RAL 110-2 vs Rice Grain
Where RAL 110-2 belongs to RAL Effect's range, Rice Grain is a Sherwin-Williams color. RAL 110-2 reads as greige-grey, while Rice Grain reads as beige — two distinct hue families, not close cousins. RAL 110-2 (LRV 72) reflects noticeably more light than Rice Grain (LRV 64), a difference of 8 points that becomes especially apparent in rooms with limited natural light. The ΔE 9.8 gap is real but not dramatic — close enough to use together, distinct enough to matter as a choice. Below you'll find 3 real-room photo comparisons where both colors appear side by side, plus 5 simulated room previews.
RAL 110-2 vs Rice Grain in Real Spaces
3 real rooms side by side. RAL 110-2 and Rice Grain are close enough that the difference can be hard to judge from a chip alone — these photos show how each reads at scale, across different spaces and lighting conditions.
Living Room
In a living room, color works across both daylight and evening light — the same wall can read very differently at noon and at 8pm. The LRV gap is large enough that RAL 110-2 will make the room feel meaningfully brighter than Rice Grain would.
Kitchen
In a kitchen, colors are seen under bright task lighting that amplifies undertones — what reads neutral elsewhere can show its hand here. RAL 110-2 reflects noticeably more light off the walls, making the space read more open than Rice Grain.
House
Seen across an entire facade, subtle tonal differences become pronounced. What reads as nearly the same on a chip often reads as clearly different at scale. RAL 110-2 reflects noticeably more light off the walls, making the space read more open than Rice Grain.
Color Details
RAL 110-2 vs Rice Grain Simulated Comparison
5 simulated room previews — drag the slider on each to see RAL 110-2 on one side and Rice Grain on the other.

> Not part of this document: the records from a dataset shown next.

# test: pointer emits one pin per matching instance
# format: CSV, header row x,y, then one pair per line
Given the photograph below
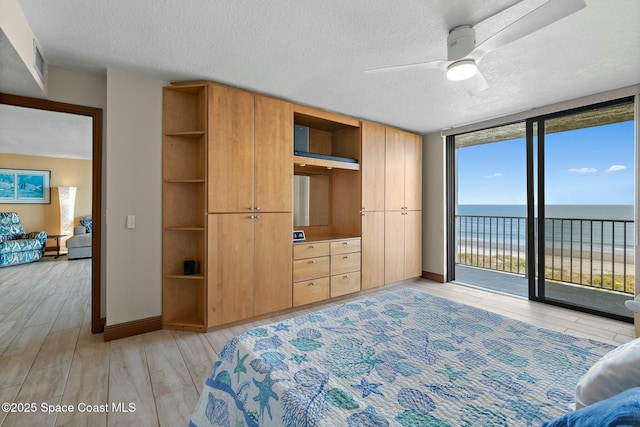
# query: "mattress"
x,y
402,358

Digital color is approximate. These simulations are generated from the manufacturer's hex values and overlaid on grayscale room photos — your screen's calibration, brightness, and viewing angle all affect how they render. Before committing to either color, test physical samples in your own space under the light you actually live with.
More RAL 110-2 comparisons
See how RAL 110-2 stacks up against other well-photographed colors across different brands and tones.